6. А. Эфрос (Россций). Заметки об искусстве. II. Шагал, Альтман, Фальк. 1916
«Бубновый Валет» 1916 года18
, первое выступление в начавшемся сезоне большой художественной группы, принес обширную вереницу работ Шагала, Альтмана и Фалька. Три имени – но какая разноголосица, какие колебания, какое расстояние в их художественном «еврействе»! Словно немилостиво желая затруднить мне приступ к задаче, кто-то собрал их вместе на «Бубновом Валете». Да и с важнейшей, первозаконной, чисто художественной точки взять Шагала, Альтмана и Фалька в одни программные скобки – нельзя. Собственно, настоящим бубнововалетовцем является один Фальк, лишь у него найдем мы преемственное развитие тех задач, вкусов и приемов, которые характерны для «Бубнового Валета». Альтман сделан из совершенно другого теста: в нем живет какой-то «академик кубизма», – как парадоксально это ни звучит! – чувствуется обобщатель, стилизатор этого кубизма, смягченного и согласованного с вековой традицией живописи. Это – явление на редкость любопытное, и аналогию для него скорее всего следует искать в неоакадемических течениях «Мира Искусства», где Альтман отойдет в группу Петрова-Водкина, Яковлева, Шухаева и им подобных.

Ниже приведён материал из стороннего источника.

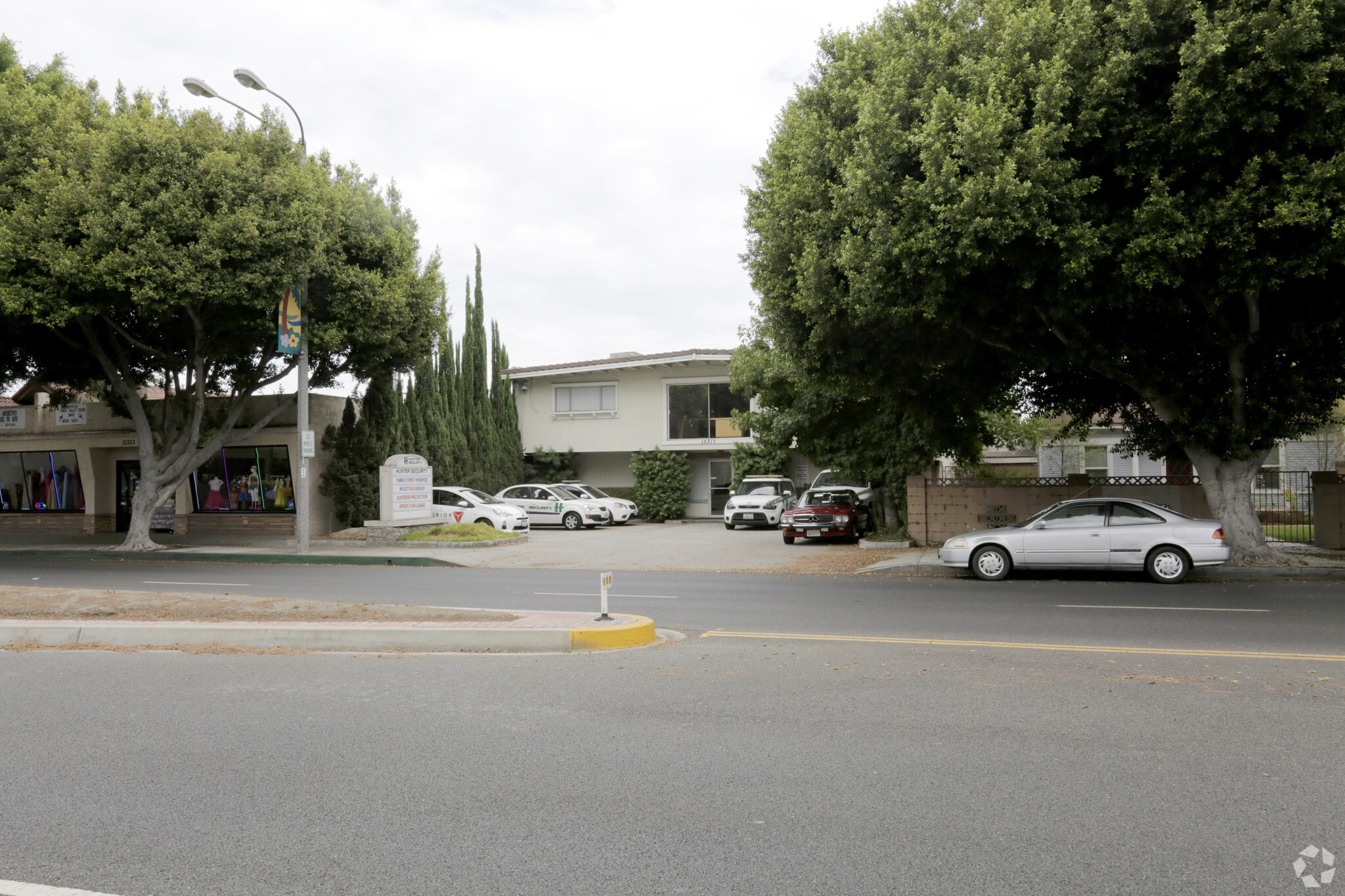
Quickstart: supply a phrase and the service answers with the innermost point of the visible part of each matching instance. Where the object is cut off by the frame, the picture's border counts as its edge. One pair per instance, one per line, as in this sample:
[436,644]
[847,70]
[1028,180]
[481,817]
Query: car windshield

А к искусству Шагала нужен путь еще более далекий от программной эстетики «Бубнового Валета». У Шагала найдем мы, во-первых, чрезвычайно сильное выдвигание сюжета, «содержания», «идеи» в картинах, в то время как «Бубновый Валет» весь и целиком занят вопросами формы, краски, тона; во-вторых: у Шагала – быт, просветленный, очищенный от передвижнического пота натурализма, быт, стоящий на грани реальности и визионерства, где реальность фантастична, а фантастика реальна, – между тем, ничто так не далеко и не чуждо «Бубновому Валету», как бытовая и мистическая струя в искусстве; наконец, в-третьих: техника Шагала ближе всего к французским интимистам, к мастерам «нового быта», скажем, к Вюйару, к Дега, а «Бубновый Валет» свою эстетику палитры черпает в сезанновских традициях и, в меньшей степени, в искусстве русских народных масс.А. Эфрос. Начало 1920-х
Но и ничуть не меньше различие этих трех художников в пределах национальной стихии их искусства. Такой необычный во всем, совершенно особый, талант Шагала и здесь поражает своей самозаконностью. Когда мы говорим о еврействе и художнике, то мыслим их стоящими на разных концах, и наши пожелания заключаются в том, чтобы художник пошел навстречу национальной стихии, а момент встречи их, взаимопроникновения грезится как рождение национального творчества. У Шагала все это стоит вверх ногами. Не центростремительный, а центробежный замечаем в нем путь, не из общего мира в еврейство, а из еврейства в общий мир красоты сейчас идет он.